I think the reason there was so little opposition to going to war with Iraq was that Jewish commentators, writers, reporters, who generally set the tone in such matters, were too conflicted to take a stand. Normally they would have seen right though Bush's transparent rationales for war. But this time around, they wondered if perhaps the president's neocon chorus was right–"the war will help Israel."

I remembered in March of 2003 when Dem Rep. Jim Moran urged Jews to come out publicly against the war: "If it were not for the strong support of the Jewish community for this war with Iraq, we would not be doing this," Moran had said at the time. "The leaders of the Jewish community are influential enough that they could change the direction of where this is going, and I think they should."

We all know now that the leadership of most Jewish organizations favored attacking Iraq, but at the time Moran's statements were considered "shocking," by the White House, "offensive" by Democratic party leaders and anti-Semitic by some Jewish leaders, who also demanded that Moran resign. Moran apologized profusely to save his career. Thereafter no one would make the mistake of honestly explaining how and why the war got started.

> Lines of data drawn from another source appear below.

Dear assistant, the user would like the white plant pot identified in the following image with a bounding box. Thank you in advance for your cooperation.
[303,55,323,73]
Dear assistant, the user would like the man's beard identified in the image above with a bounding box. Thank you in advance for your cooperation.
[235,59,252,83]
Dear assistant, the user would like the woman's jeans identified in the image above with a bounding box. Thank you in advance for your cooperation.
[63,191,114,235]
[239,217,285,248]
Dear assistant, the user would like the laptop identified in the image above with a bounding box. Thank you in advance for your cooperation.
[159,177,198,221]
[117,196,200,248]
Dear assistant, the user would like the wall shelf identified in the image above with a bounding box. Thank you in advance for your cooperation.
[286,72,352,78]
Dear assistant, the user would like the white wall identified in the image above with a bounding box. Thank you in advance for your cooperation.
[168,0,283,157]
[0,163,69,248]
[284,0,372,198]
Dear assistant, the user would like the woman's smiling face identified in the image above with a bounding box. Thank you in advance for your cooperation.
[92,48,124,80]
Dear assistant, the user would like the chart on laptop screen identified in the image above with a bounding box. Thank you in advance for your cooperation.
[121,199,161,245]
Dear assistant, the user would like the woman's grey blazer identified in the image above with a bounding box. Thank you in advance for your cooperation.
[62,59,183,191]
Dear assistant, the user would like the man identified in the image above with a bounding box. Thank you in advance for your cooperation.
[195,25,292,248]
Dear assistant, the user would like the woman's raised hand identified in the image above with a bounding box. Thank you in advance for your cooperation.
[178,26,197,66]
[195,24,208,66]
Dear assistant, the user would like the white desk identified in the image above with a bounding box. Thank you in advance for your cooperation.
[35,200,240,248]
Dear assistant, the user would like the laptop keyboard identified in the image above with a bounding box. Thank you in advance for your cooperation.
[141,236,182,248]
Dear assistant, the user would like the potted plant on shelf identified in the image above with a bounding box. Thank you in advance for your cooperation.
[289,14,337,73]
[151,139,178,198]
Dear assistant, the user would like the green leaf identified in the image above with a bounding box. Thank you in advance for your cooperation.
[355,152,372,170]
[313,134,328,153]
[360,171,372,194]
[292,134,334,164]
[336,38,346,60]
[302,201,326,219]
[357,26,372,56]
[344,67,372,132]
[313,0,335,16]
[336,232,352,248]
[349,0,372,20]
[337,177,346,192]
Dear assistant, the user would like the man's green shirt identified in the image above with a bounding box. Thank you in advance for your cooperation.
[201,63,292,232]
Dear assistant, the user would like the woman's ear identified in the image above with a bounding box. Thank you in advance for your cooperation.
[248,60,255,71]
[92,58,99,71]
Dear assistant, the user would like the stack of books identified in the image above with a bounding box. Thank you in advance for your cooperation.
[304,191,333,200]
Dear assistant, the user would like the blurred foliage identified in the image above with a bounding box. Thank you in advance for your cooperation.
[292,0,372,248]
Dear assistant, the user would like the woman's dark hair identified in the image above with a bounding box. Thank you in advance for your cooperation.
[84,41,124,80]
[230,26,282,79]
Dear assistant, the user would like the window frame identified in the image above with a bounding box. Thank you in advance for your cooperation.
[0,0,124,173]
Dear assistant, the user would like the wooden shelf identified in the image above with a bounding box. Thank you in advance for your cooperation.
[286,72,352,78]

9 Phil Weiss May 2, 2007 at 11:36 am

Gene,
I am grateful for this comment, it is clarifying and true.
I remember when my older brother said to me, in the runup to the war, "What do you think of this war?" and I said, "It's crazy," and he said, "I protested against the Vietnam war, but my Jewish newspaper says this war could be good for Israel." I was shocked.
His attitude was widely shared, and is the reason that Tom Friedman sounds a lot like Richard Perle when he was pushng for the war. Tom Friedman, liberal hero. Until the Jewish community comes to terms with all this, there will be little clarity on the left, which Jews remain a significant component of politically.
I'm sure there's some guilt around these issues! Let's hear it.

10 Michael May 3, 2007 at 12:36 pm

some jews surely beleived, as did many non-jews, that taking out Saddam Hussein and enabling a democratic state to develop in Iraq would be a good thing. That it would be good for Israel for there to be a democratic state in the Middle East with greater hope for its youth and that a tyrant like Saddam who had fired missles into Israel and threatened to attack it, did not hurt either. Many people, both Jews and non-Jews, who want to see peace in the Middle East could see the value in taking out Saddam before he gained greater power. Remember, the oil for food scandal and Saddam's own campaign to convince his foes that he had WMDs gave those who were following events there reason to be concerned. Hindsight is 20/20 and of course if people knew that this is how the war would end up, they would opt for a different strategy.

Phil Weiss – your attempts to make it appear that world jewry tried to pull the wool over the eyes of the world is pathetic. Grow up already.

11 LanceThruster May 7, 2007 at 5:19 pm

Many friends (Jewish and non-) essentially took the attitude that Israel's enemies should be our (US) enemies as Israel is one of the "good-guys." They would not listen to anything that went against that meme.